Twelve people killed near aid site, hospital says, as Israeli military begins pause in Gaza operations

As the Israeli military begins what calls a tactical pause in operations in three parts of Gaza, a dozen people are reported to have been killed while trying to get food aid from a distribution point in central Gaza.
Al-Awda Hospital said Sunday that it had received 12 bodies, including those of four children and one woman and more than 100 people who had been injured after Israeli forces opened fire near an aid point in the central Gaza Strip operated by the Gaza Humanitarian Foundation (GHF).
It's unclear whether the incident occurred before the tactical pause came into effect at 10am local time, nor whether it was inside the area covered by the pause.
CNN has reached out to the Israeli military for comment.

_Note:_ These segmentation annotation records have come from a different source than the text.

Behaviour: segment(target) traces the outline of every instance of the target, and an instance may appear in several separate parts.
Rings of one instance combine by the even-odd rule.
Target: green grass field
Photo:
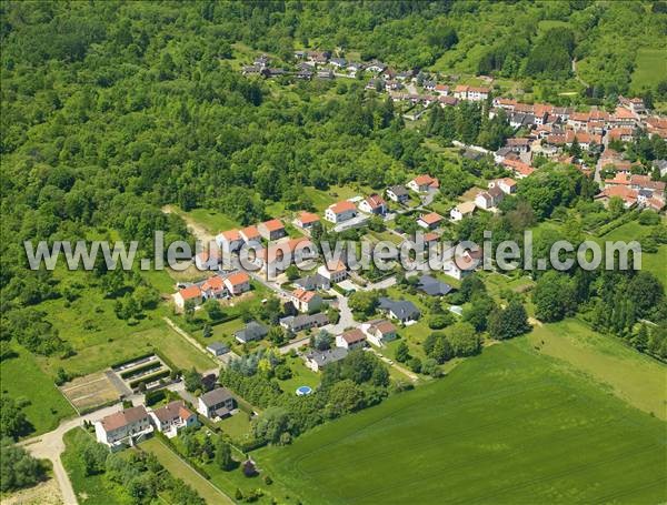
[[[667,49],[638,49],[630,89],[637,92],[646,88],[654,88],[658,82],[667,79],[665,61],[667,61]]]
[[[60,420],[76,414],[72,406],[60,394],[53,380],[38,366],[34,357],[26,350],[14,345],[17,357],[4,360],[0,367],[2,393],[12,398],[27,398],[30,404],[23,412],[34,427],[29,436],[49,432],[58,426]]]
[[[573,370],[608,384],[631,405],[667,420],[667,370],[619,339],[600,335],[578,319],[545,324],[528,335],[540,353],[558,357]]]
[[[664,435],[519,339],[257,458],[312,504],[659,503]]]
[[[197,493],[206,499],[206,503],[233,503],[218,487],[199,475],[190,465],[185,464],[183,461],[159,438],[150,438],[142,442],[139,447],[142,451],[155,454],[158,461],[171,475],[181,478],[186,484],[197,491]]]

There have also been further casualties among people seeking aid in northern Gaza, according to hospital officials.
Eleven bodies have been brought into Al-Shifa hospital since Saturday afternoon from the area used by aid convoys coming in from the Zikim crossing, according to Mohammed Abu Salmiya, the hospital's director.
Abu Salmiya told CNN that 120 injured people had also arrived at the hospital.
The Palestinian Red Crescent said its field hospital in the north had received two bodies and 54 wounded people after 'the targeting of civilians waiting for aid in the Zikim area' in the north-west of Gaza Strip and an airstrike in Gaza City.